Current strains of H1N1 and H3N2 are spreading throughout the country with H1N1 being dominant.
Washing your hands and getting a flu shot are the best ways to prevent getting the flu.
"That, of course, doesn't mean you cannot get the flu even if you’re vaccinated, as there are many strains of influenza, but the vaccine will significantly reduce the likelihood of getting the flu," Leary said. "Another recommendation we would make is to regularly wash your hands, as hand hygiene is critical in helping to prevent transmission of the flu and other viruses."
Last year, both a stomach bug and a strong, wide-spreading flu hit the county so hard that hospitals restricted visitation to help prevent its transmission. The hospitals aren't doing that yet this year but are encouraging anyone with flu-like symptoms to avoid visiting hospitalized relatives until it passes.
"I always recommend that if someone is coming to visit a patient that they don't come if they have flu-like symptoms," Razcynski said.
Razcynski added that 94 percent of hospital staff and volunteers at the hospital have gotten the flu shot, which is the most they've seen. He says "it's not too late," to get it to help keep those case numbers down.

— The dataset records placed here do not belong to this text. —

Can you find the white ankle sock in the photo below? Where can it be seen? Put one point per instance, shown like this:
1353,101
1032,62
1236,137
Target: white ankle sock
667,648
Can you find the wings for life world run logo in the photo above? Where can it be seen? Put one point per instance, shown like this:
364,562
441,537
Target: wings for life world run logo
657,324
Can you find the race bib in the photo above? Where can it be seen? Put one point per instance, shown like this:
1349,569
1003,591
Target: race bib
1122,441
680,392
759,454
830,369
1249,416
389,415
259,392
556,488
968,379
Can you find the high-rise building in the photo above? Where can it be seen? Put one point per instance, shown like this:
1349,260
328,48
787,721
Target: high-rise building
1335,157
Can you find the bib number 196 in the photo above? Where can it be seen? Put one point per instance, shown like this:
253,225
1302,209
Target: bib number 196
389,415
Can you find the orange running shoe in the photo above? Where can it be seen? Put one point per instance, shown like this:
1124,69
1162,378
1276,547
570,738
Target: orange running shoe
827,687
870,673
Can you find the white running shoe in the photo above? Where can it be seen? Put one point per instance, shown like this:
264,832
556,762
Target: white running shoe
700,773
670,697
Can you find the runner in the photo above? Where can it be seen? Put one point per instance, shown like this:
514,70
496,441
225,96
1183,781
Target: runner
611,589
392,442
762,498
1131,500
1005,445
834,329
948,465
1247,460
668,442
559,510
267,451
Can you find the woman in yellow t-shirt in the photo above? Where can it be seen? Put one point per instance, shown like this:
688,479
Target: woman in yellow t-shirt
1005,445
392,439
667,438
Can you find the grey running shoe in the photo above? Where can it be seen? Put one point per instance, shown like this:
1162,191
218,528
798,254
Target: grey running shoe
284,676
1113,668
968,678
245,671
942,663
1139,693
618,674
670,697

While the flu may not be a major issue right now, what area hospitals are seeing is gastrointestinal viruses — better known as the "stomach bug." Razcynski said that while there is no vaccination for that, hand hygiene is still the best way to prevent it spreading.
"Wash your hands. It does wonders to stop illnesses," he said.
The flu season typically peaks in January and February and wanes by March. Razcynski said it is coming to Berkshire County late whereas last year, it was early.